Nelson-Chafee-Breaux
Amendment
to Gramm-Miller Substitute
The
bipartisan Nelson-Chafee-Breaux amendment is a reasonable
compromise solution to two of the most glaring failures of the
Gramm-Miller substitute amendment.
COLLECTIVE
BARGAINING
•
The Gramm-Miller substitute would allow the union
rights of thousands of future employees of the Department of
Homeland Security to be arbitrarily stripped away, even if
they and their agency are doing exactly the same work in the
new Department that they are doing today.
•
This will damage, not advance, national security, by
weakening the workforce responsible for protecting us against
terrorism, in the midst of this urgent and complex merger.

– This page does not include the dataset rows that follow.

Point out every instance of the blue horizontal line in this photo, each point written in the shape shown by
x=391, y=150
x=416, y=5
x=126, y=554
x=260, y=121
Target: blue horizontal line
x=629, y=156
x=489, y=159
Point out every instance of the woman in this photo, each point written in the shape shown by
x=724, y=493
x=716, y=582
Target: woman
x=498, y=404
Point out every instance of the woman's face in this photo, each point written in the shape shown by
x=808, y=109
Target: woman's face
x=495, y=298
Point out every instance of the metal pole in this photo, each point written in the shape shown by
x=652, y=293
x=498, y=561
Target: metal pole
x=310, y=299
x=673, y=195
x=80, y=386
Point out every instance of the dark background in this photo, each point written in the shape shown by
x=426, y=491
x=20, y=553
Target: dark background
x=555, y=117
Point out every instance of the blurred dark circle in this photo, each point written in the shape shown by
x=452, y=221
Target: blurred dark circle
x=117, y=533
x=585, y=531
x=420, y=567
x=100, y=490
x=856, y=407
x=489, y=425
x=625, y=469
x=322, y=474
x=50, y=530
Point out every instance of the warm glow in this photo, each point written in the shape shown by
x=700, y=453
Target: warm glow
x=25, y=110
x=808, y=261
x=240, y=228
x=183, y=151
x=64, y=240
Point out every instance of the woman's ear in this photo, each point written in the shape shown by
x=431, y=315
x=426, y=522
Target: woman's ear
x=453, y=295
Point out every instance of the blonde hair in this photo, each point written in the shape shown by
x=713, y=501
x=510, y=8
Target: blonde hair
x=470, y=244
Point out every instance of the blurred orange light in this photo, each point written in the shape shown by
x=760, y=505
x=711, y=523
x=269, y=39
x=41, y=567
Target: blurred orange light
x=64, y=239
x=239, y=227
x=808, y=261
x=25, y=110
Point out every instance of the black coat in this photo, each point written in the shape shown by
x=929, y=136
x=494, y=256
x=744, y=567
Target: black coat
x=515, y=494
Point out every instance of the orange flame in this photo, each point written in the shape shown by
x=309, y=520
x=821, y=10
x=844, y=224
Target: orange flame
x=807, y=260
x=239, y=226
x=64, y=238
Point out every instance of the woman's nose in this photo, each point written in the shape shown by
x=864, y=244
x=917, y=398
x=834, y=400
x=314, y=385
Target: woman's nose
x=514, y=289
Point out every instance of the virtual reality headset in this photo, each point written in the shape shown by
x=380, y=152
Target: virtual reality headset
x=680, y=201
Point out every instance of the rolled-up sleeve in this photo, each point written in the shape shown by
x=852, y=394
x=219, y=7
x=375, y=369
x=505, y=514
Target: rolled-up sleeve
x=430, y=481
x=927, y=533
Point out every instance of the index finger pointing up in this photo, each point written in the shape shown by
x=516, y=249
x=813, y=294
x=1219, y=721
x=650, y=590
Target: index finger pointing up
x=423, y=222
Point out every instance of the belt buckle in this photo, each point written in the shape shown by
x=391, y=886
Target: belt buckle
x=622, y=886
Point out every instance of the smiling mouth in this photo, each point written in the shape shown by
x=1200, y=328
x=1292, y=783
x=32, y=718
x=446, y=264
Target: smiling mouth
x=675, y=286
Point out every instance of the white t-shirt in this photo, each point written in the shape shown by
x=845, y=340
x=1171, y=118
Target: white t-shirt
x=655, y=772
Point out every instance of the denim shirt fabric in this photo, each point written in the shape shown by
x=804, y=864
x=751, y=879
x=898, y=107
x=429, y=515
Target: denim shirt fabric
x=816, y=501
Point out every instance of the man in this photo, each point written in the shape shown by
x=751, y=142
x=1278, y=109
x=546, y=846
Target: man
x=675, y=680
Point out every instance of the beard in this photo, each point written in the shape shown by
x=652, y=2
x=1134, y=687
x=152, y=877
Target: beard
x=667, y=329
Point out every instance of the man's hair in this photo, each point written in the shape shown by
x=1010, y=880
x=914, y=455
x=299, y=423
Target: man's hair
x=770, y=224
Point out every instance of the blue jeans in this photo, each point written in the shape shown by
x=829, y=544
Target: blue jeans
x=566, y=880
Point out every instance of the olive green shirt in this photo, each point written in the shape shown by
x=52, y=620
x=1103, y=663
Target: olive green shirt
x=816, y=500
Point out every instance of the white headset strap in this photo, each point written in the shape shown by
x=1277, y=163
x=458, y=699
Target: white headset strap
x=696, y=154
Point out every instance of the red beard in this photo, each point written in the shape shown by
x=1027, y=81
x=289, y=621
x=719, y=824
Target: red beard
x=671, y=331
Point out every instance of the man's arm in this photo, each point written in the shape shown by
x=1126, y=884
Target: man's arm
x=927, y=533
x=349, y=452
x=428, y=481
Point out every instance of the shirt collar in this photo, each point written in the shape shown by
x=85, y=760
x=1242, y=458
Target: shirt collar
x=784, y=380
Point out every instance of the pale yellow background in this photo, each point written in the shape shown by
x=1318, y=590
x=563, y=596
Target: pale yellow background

Unionized workers are dedicated public servants whose hard
work keeps the nation safe. Congress ought to be working with
them to make the merger work, not working against them.
•
The
compromise amendment fixes this flaw, while ensuring that the
President and Secretary retain all the authority they need to
manage an effective and responsive Department. Under the
amendment:
The
President can use his existing authority to remove collective
bargaining rights of currently unionized employees en masse,
for entire agencies or subdivisions of the new Department on
national security grounds.
He simply has to determine that the mission and
responsibilities of the agency or subdivision have changed,
and that a majority of the employees in that agency or
subdivision have intelligence, counterintelligence, or
investigative work directly related to terrorism as their main
job duty. This
ensures that workers currently represented by unions whose
jobs remain the same don't suddenly and arbitrarily lose their
union rights upon entering the Department of Homeland
Security.
The Secretary of Homeland Security can remove the
collective bargaining rights of individual employees, using
similar standards.
CIVIL
SERVICE
•
On Civil Service, the Gramm-Miller substitute
would gut many key provisions of civil service law that
protect the new Department from favoritism, politicization,
patronage, and other pernicious influences.
•
Shredding the public accountability of the civil
service law would jeopardize the performance of the new
Department. The Breaux-Nelson-Chafee amendment therefore
retains two key safeguards of civil service law. Under the
amendment:
Employees
of the Department of Homeland Security will retain their right
to due process before the Merit Systems Protection Board when
certain rights are violated:
Whistleblowers
are retaliated against. Without the right to a hearing outside
their agency, the courageous Colleen Rowleys of the new
Department are more likely to become pariahs rather than
heroes, and the public is likely to pay the price;
Employees are subject to other kinds of prohibited
personnel practices, such as political favoritism, nepotism,
or other arbitrary action. The civil service law is designed
to prevent government agencies from being packed with
patronage jobs, and the MSPB gives this protection real
meaning;
Laws protecting veterans' preference in employment are
violated;
Employees are fired or demoted unlawfully.
The
Nelson-Chafee-Breaux amendment prohibits the Administration
from unilaterally rewriting the statute governing collective
bargaining—including the rights and
responsibilities of unions and management. Under
the Gramm-Miller substitute, the Administration would gain the
unilateral right to rewrite these laws.
•
This amendment would enable
the Department of Homeland Security to design and
implement a new personnel management system allowing for new
flexibility in the areas of pay, evaluation and assessment of
performance, and consequences for poor performance.
•
This amendment adopts the precise approach taken
in the IRS personnel management reforms that Republicans have
touted over the course of this debate.
At the IRS, following a private sector model, personnel
flexibilities only go into effect after the agency reaches
agreement with the unions.
Labor and management bargain, and if they have
difficulty reaching agreement, disputes are taken to the
Federal Services Impasses Panel,
which resolves the disagreements. This allows the
development of a flexible personnel system while also ensuring
that employees are on board with the new system.